Fifteen cirrhotic patients (9 men, 6 women; age 51–83 years, mean 64.4 years, Child-Pugh score: A = 10 and B = 5) with 17 HCCs of ≤ 3 cm (mean: 26 mm), which were diagnosed based on typical radiologic findings were enrolled. Two or three Celon Prosurge Bipolar electrodes with 3-cm active tip were deployed with non-touch technique via percutaneous approach under ultrasound guidance.
Complete ablation was achieved in all 17 lesions. This is defined as no enhanced part around the ablated index tumors according to dynamic computed tomography or magnetic resonance imaging at least 1 month after ablation. No local tumor progression was detected at follow-up (range, 3–21.5 months; mean, 10 months). No track seeding was observed. There was one distant recurrence 15.4 months after ablation. One patient had procedure-related biliary stricture and died of pneumonia 3.5 months after tumor ablation.
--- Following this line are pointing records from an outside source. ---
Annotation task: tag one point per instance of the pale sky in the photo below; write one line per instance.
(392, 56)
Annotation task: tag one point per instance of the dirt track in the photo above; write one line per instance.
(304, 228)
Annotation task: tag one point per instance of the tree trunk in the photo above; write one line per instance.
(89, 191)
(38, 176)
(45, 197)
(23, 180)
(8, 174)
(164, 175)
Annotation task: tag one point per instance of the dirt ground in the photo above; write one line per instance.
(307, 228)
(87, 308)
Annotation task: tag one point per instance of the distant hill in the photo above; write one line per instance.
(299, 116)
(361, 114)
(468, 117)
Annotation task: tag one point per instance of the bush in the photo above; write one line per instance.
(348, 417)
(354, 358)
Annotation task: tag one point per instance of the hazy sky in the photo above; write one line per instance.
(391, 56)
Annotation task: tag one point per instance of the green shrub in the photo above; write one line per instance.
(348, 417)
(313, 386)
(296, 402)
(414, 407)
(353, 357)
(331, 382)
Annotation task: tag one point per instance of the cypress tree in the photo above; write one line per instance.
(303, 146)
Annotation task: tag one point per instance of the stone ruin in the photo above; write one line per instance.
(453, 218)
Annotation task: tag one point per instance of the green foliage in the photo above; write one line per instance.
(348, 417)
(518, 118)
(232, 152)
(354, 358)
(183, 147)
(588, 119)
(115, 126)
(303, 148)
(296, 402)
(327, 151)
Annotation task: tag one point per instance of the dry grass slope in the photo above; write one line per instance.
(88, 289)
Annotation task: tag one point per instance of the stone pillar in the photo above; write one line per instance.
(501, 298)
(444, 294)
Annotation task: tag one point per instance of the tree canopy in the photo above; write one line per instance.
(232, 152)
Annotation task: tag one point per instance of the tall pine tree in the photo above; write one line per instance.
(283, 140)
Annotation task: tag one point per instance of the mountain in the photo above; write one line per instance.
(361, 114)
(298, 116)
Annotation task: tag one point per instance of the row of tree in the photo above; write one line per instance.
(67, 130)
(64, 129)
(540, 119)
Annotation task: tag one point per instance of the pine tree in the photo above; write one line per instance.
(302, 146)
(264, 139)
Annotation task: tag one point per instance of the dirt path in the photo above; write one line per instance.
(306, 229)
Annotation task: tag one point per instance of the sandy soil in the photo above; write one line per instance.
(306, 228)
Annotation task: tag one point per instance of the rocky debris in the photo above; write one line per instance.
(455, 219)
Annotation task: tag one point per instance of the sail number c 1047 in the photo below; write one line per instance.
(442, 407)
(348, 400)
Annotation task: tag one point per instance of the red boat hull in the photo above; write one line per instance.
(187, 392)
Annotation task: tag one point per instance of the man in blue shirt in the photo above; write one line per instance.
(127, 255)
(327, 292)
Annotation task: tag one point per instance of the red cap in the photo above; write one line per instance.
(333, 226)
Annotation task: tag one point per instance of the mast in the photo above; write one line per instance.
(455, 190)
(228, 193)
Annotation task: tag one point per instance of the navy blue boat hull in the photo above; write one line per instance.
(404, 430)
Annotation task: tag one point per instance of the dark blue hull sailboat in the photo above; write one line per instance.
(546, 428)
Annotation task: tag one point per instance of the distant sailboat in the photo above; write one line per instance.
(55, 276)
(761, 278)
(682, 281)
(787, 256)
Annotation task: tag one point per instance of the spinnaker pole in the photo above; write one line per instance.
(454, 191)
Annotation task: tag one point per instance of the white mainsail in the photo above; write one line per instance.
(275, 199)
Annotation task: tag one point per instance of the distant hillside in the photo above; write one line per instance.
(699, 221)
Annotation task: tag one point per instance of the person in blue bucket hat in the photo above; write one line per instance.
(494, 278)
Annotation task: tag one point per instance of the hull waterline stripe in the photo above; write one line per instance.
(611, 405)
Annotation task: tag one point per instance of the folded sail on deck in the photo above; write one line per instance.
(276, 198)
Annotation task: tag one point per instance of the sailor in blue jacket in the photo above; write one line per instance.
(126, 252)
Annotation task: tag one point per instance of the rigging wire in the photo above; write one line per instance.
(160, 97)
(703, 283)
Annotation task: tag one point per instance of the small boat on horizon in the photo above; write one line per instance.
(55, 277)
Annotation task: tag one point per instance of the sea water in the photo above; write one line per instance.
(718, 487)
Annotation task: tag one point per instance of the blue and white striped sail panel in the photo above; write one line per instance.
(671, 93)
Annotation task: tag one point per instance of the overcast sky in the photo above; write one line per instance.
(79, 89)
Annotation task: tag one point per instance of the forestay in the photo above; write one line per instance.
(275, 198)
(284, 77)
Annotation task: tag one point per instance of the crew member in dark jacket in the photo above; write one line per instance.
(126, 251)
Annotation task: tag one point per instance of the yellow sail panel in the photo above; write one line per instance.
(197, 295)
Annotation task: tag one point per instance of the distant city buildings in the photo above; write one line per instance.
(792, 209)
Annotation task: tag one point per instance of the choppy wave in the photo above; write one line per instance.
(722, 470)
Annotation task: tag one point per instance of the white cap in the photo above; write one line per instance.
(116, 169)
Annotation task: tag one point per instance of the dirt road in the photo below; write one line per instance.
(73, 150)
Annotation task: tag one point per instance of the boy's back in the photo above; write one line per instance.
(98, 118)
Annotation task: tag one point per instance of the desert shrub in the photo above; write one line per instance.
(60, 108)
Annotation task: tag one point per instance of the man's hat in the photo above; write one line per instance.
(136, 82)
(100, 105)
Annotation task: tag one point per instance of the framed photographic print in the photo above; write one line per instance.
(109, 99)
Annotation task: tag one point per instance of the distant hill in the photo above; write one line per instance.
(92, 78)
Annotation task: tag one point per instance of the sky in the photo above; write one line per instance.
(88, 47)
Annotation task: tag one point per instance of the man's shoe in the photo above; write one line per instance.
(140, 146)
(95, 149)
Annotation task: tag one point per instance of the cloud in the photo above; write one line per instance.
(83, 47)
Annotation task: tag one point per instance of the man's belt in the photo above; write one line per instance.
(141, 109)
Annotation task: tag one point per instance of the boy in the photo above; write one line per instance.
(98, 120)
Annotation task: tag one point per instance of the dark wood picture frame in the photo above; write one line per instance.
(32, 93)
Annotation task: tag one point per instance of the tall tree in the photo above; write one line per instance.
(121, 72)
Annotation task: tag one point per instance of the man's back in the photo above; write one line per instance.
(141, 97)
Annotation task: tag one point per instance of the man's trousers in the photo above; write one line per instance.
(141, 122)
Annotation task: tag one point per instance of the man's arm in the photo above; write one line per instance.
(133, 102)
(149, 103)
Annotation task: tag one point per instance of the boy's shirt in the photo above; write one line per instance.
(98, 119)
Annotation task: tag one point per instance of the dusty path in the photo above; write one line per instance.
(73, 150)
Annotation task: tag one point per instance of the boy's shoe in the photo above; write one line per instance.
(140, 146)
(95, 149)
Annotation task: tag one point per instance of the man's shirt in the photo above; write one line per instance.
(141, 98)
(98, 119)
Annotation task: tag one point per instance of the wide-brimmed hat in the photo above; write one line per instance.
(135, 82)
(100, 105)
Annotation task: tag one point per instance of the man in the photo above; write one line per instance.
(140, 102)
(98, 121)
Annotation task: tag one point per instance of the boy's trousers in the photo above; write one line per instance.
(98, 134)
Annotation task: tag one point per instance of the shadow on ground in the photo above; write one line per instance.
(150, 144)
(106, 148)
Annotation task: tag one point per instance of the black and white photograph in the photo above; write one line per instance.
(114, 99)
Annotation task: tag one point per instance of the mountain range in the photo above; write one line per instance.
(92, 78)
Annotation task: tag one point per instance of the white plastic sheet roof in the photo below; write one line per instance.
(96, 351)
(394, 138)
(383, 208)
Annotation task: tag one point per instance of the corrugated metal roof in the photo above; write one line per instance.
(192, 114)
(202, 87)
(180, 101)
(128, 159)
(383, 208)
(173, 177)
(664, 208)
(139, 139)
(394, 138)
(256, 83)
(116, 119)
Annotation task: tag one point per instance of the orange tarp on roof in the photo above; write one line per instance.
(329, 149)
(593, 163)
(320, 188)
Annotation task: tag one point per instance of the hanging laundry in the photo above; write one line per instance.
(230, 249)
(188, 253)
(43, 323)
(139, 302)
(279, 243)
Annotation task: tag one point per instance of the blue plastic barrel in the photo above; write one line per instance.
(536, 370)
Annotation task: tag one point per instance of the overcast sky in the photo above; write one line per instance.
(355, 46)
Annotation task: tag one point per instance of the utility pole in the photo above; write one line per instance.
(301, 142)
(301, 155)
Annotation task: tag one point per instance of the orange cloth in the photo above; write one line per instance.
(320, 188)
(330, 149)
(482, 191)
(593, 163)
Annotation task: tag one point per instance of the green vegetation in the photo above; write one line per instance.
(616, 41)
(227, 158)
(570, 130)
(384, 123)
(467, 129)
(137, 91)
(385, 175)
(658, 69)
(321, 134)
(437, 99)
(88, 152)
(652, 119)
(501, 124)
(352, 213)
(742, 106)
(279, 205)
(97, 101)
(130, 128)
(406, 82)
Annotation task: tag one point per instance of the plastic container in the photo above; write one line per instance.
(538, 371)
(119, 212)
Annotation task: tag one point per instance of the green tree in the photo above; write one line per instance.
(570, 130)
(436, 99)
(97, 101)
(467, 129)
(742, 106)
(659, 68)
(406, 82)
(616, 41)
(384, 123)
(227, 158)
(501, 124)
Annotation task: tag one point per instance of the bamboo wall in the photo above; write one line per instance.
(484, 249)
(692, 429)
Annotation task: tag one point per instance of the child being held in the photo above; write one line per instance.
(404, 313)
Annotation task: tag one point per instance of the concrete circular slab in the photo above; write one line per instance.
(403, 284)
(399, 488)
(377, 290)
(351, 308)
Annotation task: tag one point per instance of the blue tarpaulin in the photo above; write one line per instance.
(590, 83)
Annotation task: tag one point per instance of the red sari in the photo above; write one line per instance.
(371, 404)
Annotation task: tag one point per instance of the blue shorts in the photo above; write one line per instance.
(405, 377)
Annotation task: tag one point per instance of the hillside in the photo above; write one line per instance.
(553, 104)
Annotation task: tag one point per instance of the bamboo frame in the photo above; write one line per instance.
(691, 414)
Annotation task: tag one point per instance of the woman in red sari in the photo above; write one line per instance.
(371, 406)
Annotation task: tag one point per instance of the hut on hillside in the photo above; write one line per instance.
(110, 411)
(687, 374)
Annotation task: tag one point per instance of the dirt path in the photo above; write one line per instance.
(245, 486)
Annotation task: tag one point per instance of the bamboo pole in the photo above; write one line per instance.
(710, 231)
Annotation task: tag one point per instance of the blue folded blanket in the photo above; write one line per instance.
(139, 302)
Multipolar RFA with non-touch technique is an effective method to achieve complete tumor ablation and an adequate safety margin. This method has low complication rate and bears minimal risk of tumor seeding.
Hepatocellular carcinoma ; Multipolar radiofrequency ablation ; Non-touch technique
Radiofrequency ablation (RFA) is an effective and safe curative therapy used to treat small hepatocellular carcinoma (HCC) [1] ; [2] . However, a higher local recurrence rate than surgical resection and the risk of tumor seeding after ablation are major drawbacks of this procedure [3] . Conventionally, monopolar electrode is deployed into the tumor and the ablation process is executed from the center to the periphery. The difficulty in ensuring an adequate safety margin when using this method is the main reason for treatment failure and contributes to both local tumor growth and distant recurrence.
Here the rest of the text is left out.